Letterkenny’s strength comes from its writing and comedy. The wit, vocabulary and authenticity of is perfection, as if you’re overhearding two farmers having a conversation at the end of their day. And it probably is. Jared Keeso is from Listowel, Ontario – a real town with only a few thousand more in population than the fictional Letterkenny. The situations, or problems, that the characters face can be hilarious, but the comedy isn’t situational. The banter is where the comedy is golden, as the writers have perfected creating a conversation completely out of one-liners. I’m looking at you Reilly and Jonesy.

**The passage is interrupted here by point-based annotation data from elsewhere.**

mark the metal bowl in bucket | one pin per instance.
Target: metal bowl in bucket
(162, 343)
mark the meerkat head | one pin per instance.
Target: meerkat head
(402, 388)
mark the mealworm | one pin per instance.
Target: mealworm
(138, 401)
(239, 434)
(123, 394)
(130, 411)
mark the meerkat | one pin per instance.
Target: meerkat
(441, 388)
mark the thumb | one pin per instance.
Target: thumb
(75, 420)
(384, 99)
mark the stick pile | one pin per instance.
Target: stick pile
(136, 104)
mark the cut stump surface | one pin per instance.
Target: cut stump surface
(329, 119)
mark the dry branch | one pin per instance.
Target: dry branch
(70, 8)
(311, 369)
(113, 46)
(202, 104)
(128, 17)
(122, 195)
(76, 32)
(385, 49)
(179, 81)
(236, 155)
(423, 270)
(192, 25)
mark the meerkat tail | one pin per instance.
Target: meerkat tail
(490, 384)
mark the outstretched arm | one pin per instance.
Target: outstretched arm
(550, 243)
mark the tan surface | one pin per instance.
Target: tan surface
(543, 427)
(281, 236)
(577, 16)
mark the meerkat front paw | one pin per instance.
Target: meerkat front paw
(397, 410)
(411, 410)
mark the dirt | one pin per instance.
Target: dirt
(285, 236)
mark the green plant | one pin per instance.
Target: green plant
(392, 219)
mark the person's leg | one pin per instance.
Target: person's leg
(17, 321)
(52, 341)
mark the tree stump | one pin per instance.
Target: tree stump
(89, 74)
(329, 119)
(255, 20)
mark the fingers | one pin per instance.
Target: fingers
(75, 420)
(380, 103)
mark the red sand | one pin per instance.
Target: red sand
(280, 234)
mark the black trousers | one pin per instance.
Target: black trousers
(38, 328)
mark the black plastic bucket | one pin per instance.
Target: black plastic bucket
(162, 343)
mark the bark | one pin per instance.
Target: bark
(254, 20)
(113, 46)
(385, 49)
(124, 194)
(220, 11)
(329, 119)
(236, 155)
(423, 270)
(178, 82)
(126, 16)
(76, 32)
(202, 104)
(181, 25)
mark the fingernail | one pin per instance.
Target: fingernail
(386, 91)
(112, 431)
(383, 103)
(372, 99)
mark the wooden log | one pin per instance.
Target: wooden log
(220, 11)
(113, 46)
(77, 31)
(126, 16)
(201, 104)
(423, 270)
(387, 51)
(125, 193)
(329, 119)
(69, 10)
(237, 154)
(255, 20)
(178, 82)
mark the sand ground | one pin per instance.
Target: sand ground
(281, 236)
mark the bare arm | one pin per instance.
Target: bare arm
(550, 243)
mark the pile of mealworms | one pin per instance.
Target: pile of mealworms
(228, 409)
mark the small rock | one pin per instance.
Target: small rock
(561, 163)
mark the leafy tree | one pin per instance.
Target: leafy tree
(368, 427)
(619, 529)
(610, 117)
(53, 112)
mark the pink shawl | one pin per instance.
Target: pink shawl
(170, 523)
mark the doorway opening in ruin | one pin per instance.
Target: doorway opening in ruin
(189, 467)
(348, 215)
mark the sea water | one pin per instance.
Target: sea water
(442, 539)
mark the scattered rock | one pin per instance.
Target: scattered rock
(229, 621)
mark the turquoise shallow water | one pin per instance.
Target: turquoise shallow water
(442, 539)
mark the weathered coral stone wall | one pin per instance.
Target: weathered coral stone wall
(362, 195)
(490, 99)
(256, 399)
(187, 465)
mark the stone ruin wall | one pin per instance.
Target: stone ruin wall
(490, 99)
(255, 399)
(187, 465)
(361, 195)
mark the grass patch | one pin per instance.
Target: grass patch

Another great thing about Letterkenny is that it’s simple. The plots are short and only last one episode with a few quick moments that make a throughline plot. But there’s one episode that’s off this season. It may not seem worth it to criticize one episode in an entire season. But with only six episodes a season, each one should be as good as the rest. In episode five, Katy and Wayne hold a Dragons’ Den-like contest for what they should do with Uncle Eddie’s inheritance. Okay, that could be a funny premise, but then everyone pitches TV reality shows that already exist, and it’s unclear if they are aware of this. Even though it’s not that complex of plot, it’s more complex than Letterkenny’s simple style. It makes this episode feel out of place among the rest of the season.
“Better to goldi-let this go before I goldi-lose my shit.”
Aside from one off-kilter, but still funny, episode, Letterkenny is hysterical, entertaining, and so true that it hurts. Even if you city slickers just see this as a show about hicks complaining about their non-problems, you should still watch it. Because everyone deserves to have a good laugh.